Они плохо воспитаны, плохо говорят по русски, многие неопрятны и имеют вид дикарей. Поэтому ещё тогда, в середине 90-х, я стал опасаться, что по национальному признаку буду ассоциироваться с ними

Ils manquent d'éducation, parlent mal le russe, et nombre d'entre eux sont débraillés et ressemblent à des sauvages. C'est pour cette raison que même au milieu des années 90, j'ai commencé à craindre que l'on m'associe à eux en raison de mes origines. 

Le point de vue de Tair Aliev reste largement marginal parmi les minorités russes. Nazim Kalcha, originaire du Kirghizistan et installé à Moscou, constate avec ironie [russe] que les personnes originaires d'Asie Centrale semblent être systématiquement prises pour cibles en réaction aux meurtres de Russes “de souche” commis par les Caucasiens du Nord et du Sud. Dans un texte publié sur le portail d'information en ligne d'Asie Centrale Fergana News, Nazim Kalcha soutient que l'hostilité des Russes n'est qu'une simple projection :

Раздраженному, обманутому и обозленному народу нужен четкий и конкретный враг, с резкими контурами, чтобы выделялся, контрастировал с основной массой. Может, нос побольше, или глаза поуже, для верности еще, чтобы по-русски ни бельмеса, а если и бельмеса, то самую малость.

Les gens énervés, trompés et irrités ont besoin d'un ennemi concret et clairement identifié, aux contours nets, quelqu'un qui contraste fortement avec la masse. Les nez sont peut-être légèrement plus gros, ou les yeux légèrement plus étroits, et pour parfaire le tableau, quelqu'un qui ne parle pas un mot de russe, ou alors juste un peu. 

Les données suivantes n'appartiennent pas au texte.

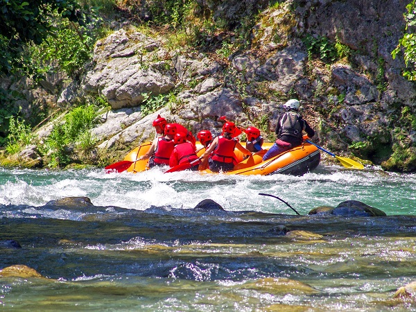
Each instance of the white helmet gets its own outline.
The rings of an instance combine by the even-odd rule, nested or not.
[[[299,110],[300,103],[299,101],[292,99],[288,101],[283,105],[283,107],[286,110]]]

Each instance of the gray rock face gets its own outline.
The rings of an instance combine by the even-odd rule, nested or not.
[[[200,202],[196,206],[195,206],[193,209],[200,211],[205,211],[209,210],[225,211],[224,208],[223,208],[220,205],[214,202],[211,199],[205,199]]]
[[[46,202],[46,206],[65,206],[68,207],[80,207],[94,206],[91,200],[87,197],[64,197],[59,200],[51,200]]]
[[[9,241],[0,241],[0,249],[19,249],[21,248],[20,244],[14,239]]]
[[[345,200],[340,202],[335,208],[331,207],[317,207],[309,211],[308,214],[335,215],[346,217],[386,216],[384,211],[358,200]]]
[[[96,44],[95,67],[89,72],[83,88],[101,93],[114,110],[137,106],[146,94],[157,96],[168,92],[173,87],[170,64],[162,61],[145,64],[149,58],[161,58],[166,51],[159,42],[140,33],[128,33],[120,30]]]

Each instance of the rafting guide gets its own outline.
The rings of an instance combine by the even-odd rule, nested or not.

Les émeutes de Biriouliovo ont été longuement discutées [russe] dans la section dédiée aux commentaires du site d'information ouzbek indépendant UZNews.net [anglais], où de nombreuses personnes se sont montrées furieuses du traitement réservé aux immigrés en Russie. Un visiteur, “hank,” s'exprimant en russe translittéré, en voit la cause dans l'échec de l'Union Soviétique à appliquer une politique efficace des nationalités, faisant une sorte de référence confuse aux Etats-Unis en tant que contre-exemple :

Posmotrite na Ameriku – kakie tam nacionalnosti?? pravilno – vse amerikanci. tak oni reshali razom vse nacionalnie voprosi.Uchites! A v SSSR vsyu dorogu -70 let mi imeli russkiy nacionalniy imperializm.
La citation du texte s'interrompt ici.